The fear of being judged is a fear in its own right. We thus have the “fear of fear”. To be afraid is normal: our humanity, our very nature, determines as much. But the “fear of fear” is no ordinary feeling. It is an arrangement of beliefs which embed value judgements about what “ought to be”. It is framed as pressure to perform in a certain way for the public, to placate those who test our conformity with the prevailing values.

[ Read/watch: Expectations, rules, and role-playing ]

Perfectionism then, is not about how we relate to our own self. It is an act of servitude, of insisting on patterns of behaviour that are actually harmful to us in order not to be called out as a failure or misfit: as one who does not satisfy the requirements of the role bestowed upon them.

What is a misfit in terms of social expectations? It is a paradox in the literal sense of upsetting established views. Just like how a paradox is not inherently paradoxical, the misfit’s misfitness is not innate: it is a relative, intersubjective construct. When, then, the perfectionist internalises opinions of all sorts—opinions that underpin those impossible standards the perfectionist sets—they uncritically reverberate beliefs. In short, perfectionism emanates from a dogma.

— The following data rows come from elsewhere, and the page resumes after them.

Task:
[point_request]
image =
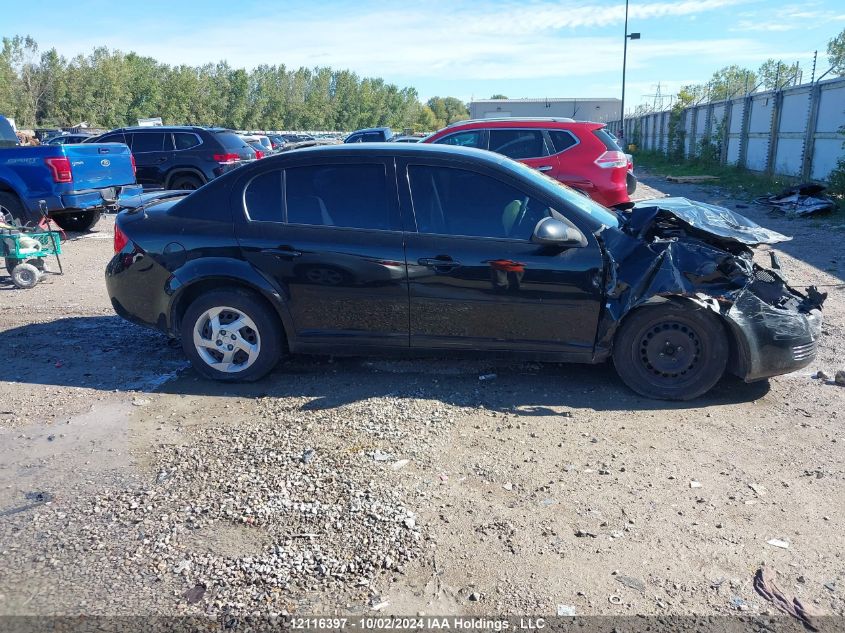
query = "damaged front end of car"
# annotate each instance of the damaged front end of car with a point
(674, 249)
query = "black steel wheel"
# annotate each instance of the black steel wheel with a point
(80, 221)
(671, 351)
(185, 181)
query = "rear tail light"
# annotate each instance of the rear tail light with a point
(611, 159)
(227, 158)
(60, 168)
(120, 239)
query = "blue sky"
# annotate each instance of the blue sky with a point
(532, 48)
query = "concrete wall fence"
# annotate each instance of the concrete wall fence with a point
(796, 131)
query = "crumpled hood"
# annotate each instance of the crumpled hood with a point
(660, 216)
(680, 249)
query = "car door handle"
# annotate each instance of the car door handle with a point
(282, 252)
(439, 265)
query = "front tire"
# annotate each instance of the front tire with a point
(187, 182)
(671, 352)
(25, 276)
(231, 335)
(78, 222)
(11, 205)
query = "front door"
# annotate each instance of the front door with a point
(151, 151)
(476, 281)
(329, 235)
(529, 146)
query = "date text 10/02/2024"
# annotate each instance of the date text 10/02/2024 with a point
(427, 623)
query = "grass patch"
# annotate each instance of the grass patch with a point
(742, 183)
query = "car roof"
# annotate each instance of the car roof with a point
(398, 150)
(560, 122)
(372, 129)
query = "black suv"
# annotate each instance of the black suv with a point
(177, 157)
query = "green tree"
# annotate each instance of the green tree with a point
(836, 53)
(775, 74)
(448, 110)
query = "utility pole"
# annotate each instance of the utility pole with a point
(632, 36)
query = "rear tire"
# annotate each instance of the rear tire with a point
(78, 222)
(231, 335)
(671, 352)
(11, 262)
(189, 182)
(25, 276)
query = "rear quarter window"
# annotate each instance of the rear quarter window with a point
(185, 140)
(7, 134)
(608, 141)
(470, 138)
(263, 197)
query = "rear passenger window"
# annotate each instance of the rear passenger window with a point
(184, 140)
(449, 201)
(562, 140)
(147, 142)
(518, 143)
(352, 196)
(472, 138)
(263, 197)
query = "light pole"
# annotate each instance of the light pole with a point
(631, 36)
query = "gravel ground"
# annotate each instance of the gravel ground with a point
(128, 485)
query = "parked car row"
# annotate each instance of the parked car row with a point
(580, 154)
(70, 183)
(181, 157)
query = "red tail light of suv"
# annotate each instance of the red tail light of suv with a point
(580, 154)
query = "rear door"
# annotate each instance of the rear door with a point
(329, 234)
(152, 151)
(476, 281)
(529, 146)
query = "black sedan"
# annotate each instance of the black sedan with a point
(421, 249)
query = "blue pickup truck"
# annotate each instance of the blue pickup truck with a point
(73, 184)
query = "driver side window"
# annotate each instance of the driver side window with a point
(449, 201)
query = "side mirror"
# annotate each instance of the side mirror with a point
(553, 232)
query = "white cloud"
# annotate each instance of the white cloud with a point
(525, 40)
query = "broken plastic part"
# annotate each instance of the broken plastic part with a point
(675, 249)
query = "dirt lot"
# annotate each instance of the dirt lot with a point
(355, 485)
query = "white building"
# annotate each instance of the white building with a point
(600, 110)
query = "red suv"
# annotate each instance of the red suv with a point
(580, 154)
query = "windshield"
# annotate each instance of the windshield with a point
(556, 188)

One sets goals that oftentimes are not the product of careful deliberation and sincere self-reflection. The perfectionist simply echoes what they heard and follows the trend. That is not necessarily wrong. The problem is more nuanced. Sometimes what works for others does not work for a given person. If the person insists on role-playing instead of recognising the tension, they will eventually suffer the consequences.

[ Read/watch: On learning and being present as well as On selfhood. ]

As such, the perfectionist is their own worst enemy because their high targets are not consistent with their actuality. If, for whatever reason, one’s social milieu forces them to be an engineer and if, as a perfectionist, this person sets high standards in pursuit of that task, they would be miserable if engineering was not within their abilities.

Insofar as the perfectionist insists on the propriety of their goals, without ever daring to question them, they are dogmatic. What if the goal is wrong? What if we need to take a step back and make changes in our life? Why worry about what others may be thinking? These are the sort of topics one must contemplate. Does the perfectionist admit to the error of their ways? Or do they pretend, in splendid perfectionist hypocrisy, that their vaunted meticulous methods could not have produced any errors?

The perfectionist is a fool who annuls the ideal of a perfect state in any given arrangement. The ideal cannot be instantiated. It is unattainable, strictly speaking. The ideal can only serve as the guide of the realisable. The perfectionist is not willing to admit as much, as they keep comparing what they have to what they believe is the telos. Take any presence you want and judge it vis-à-vis its ideal form: it pales in comparison. If the perfectionist cannot admit to this fact, they are condemned to a lifetime of agony.

Perfectionism is a dogma. To go against it is quite literally a paradox: an opposition to established views. It is why I hold that the reference to the dark cloud is about the imperfect self who is like a smudge on an otherwise “perfect” canvas. By lifting the burdens of all those norms from my shoulders, we shall cast to the wind everything our perfectionist self gave back to us while marking it with an “F” grade. And, while we’re at it, we’ll let the sea wash away everything this perfectionist fool missed in life.

It is never too late to enjoy the sense of running contrary to beliefs imposed upon us; beliefs that we continue to reinforce. Be the paradox!